This page organizes papers related to artificial intelligence published around the world. This page is summarized using Google Gemini and is operated on a non-profit basis. The copyright of the paper belongs to the author and the relevant institution. When sharing, simply cite the source.
ACCO: Accumulate While You Communicate for Communication-Overlapped Sharded LLM Training
Created by
Haebom
Author
Adel Nabli (MLIA, Mila), Louis Fournier (MLIA), Pierre Erbacher (MLIA), Louis Serrano (MLIA), Eugene Belilovsky (Mila), Edouard Oyallon (MLIA)
Outline
This paper proposes ACCO (Accumulate while Communicate), a novel distributed optimization algorithm that reduces communication overhead and improves memory efficiency during data parallel processing during large-scale language model (LLM) training. ACCO synchronizes delayed gradients while computing new gradients, reducing GPU idle time and supporting heterogeneous hardware. Furthermore, it introduces a technique that aligns training dynamics with standard distributed optimization to mitigate convergence issues caused by delayed updates.

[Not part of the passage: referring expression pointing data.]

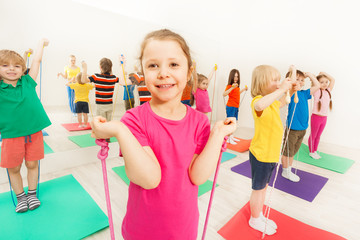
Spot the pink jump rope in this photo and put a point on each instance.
(223, 149)
(102, 155)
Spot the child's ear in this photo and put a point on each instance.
(191, 69)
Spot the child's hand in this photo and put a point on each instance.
(45, 42)
(122, 59)
(83, 64)
(226, 127)
(309, 75)
(101, 129)
(29, 51)
(292, 68)
(287, 84)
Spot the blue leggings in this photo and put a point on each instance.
(71, 95)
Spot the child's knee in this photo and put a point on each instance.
(31, 164)
(14, 170)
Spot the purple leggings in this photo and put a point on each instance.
(317, 127)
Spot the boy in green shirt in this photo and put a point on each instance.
(22, 119)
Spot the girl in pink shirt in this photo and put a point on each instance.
(200, 92)
(322, 103)
(167, 146)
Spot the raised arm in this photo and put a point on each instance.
(315, 83)
(212, 73)
(27, 53)
(141, 164)
(34, 70)
(268, 99)
(226, 92)
(84, 78)
(204, 164)
(331, 79)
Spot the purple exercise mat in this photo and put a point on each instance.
(307, 188)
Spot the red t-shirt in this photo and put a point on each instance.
(234, 97)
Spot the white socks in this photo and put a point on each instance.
(315, 155)
(286, 173)
(259, 224)
(232, 140)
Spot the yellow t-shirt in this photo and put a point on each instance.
(81, 91)
(266, 143)
(71, 72)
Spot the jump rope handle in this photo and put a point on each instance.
(223, 149)
(102, 155)
(122, 62)
(104, 151)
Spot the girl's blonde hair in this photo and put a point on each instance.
(165, 34)
(319, 103)
(201, 78)
(78, 78)
(261, 77)
(9, 56)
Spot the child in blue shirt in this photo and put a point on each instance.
(297, 122)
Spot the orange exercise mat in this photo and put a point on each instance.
(241, 146)
(75, 127)
(288, 228)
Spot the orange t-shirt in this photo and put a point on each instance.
(234, 97)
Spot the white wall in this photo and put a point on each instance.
(314, 35)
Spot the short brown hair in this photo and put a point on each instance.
(298, 73)
(9, 56)
(105, 65)
(261, 77)
(232, 77)
(165, 34)
(78, 78)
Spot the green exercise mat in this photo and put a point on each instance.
(86, 140)
(67, 212)
(327, 161)
(47, 150)
(204, 188)
(227, 156)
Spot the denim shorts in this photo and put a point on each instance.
(260, 172)
(232, 112)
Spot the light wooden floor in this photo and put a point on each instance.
(335, 209)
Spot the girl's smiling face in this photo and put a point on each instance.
(165, 69)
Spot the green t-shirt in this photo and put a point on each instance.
(21, 112)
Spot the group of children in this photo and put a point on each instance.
(169, 148)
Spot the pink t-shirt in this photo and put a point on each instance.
(169, 211)
(325, 101)
(202, 100)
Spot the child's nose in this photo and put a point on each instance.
(163, 73)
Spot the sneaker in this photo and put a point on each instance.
(259, 224)
(290, 175)
(313, 155)
(269, 222)
(234, 139)
(231, 141)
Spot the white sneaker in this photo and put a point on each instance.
(259, 224)
(231, 141)
(234, 139)
(313, 155)
(269, 222)
(317, 155)
(286, 173)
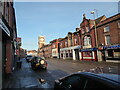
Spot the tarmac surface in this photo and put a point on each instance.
(25, 77)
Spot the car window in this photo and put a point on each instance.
(90, 83)
(74, 81)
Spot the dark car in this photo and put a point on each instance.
(38, 63)
(87, 81)
(28, 58)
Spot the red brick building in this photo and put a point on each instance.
(94, 40)
(8, 35)
(55, 48)
(109, 38)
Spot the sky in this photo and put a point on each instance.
(55, 19)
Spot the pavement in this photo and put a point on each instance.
(25, 77)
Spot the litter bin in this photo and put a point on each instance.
(19, 64)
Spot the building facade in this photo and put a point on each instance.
(89, 50)
(41, 41)
(8, 35)
(94, 40)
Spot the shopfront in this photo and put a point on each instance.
(88, 54)
(70, 53)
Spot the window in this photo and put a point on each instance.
(87, 29)
(106, 29)
(66, 43)
(76, 41)
(83, 31)
(53, 45)
(61, 45)
(87, 41)
(107, 39)
(87, 54)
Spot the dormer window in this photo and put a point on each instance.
(83, 31)
(87, 40)
(87, 29)
(66, 43)
(76, 41)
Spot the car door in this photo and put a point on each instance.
(73, 82)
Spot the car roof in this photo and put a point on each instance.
(111, 77)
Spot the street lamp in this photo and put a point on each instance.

The proposed algorithm is significantly faster than ZeRO-1 and scales effectively across heterogeneous hardware environments.
Takeaways, Limitations
•
Takeaways:
◦
Reducing communication overhead in distributed LLM training
◦
Proposing a memory-efficient optimization algorithm
◦
Reduced GPU idle time and heterogeneous hardware support
◦
Introducing new techniques to solve convergence problems
◦
Demonstrated performance improvements and scalability compared to ZeRO-1
•
Limitations:
◦
Lack of information on specific performance improvement figures and experimental environments.
◦
Algorithm complexity and implementation difficulty
◦
Lack of comparative analysis with other distributed optimization algorithms.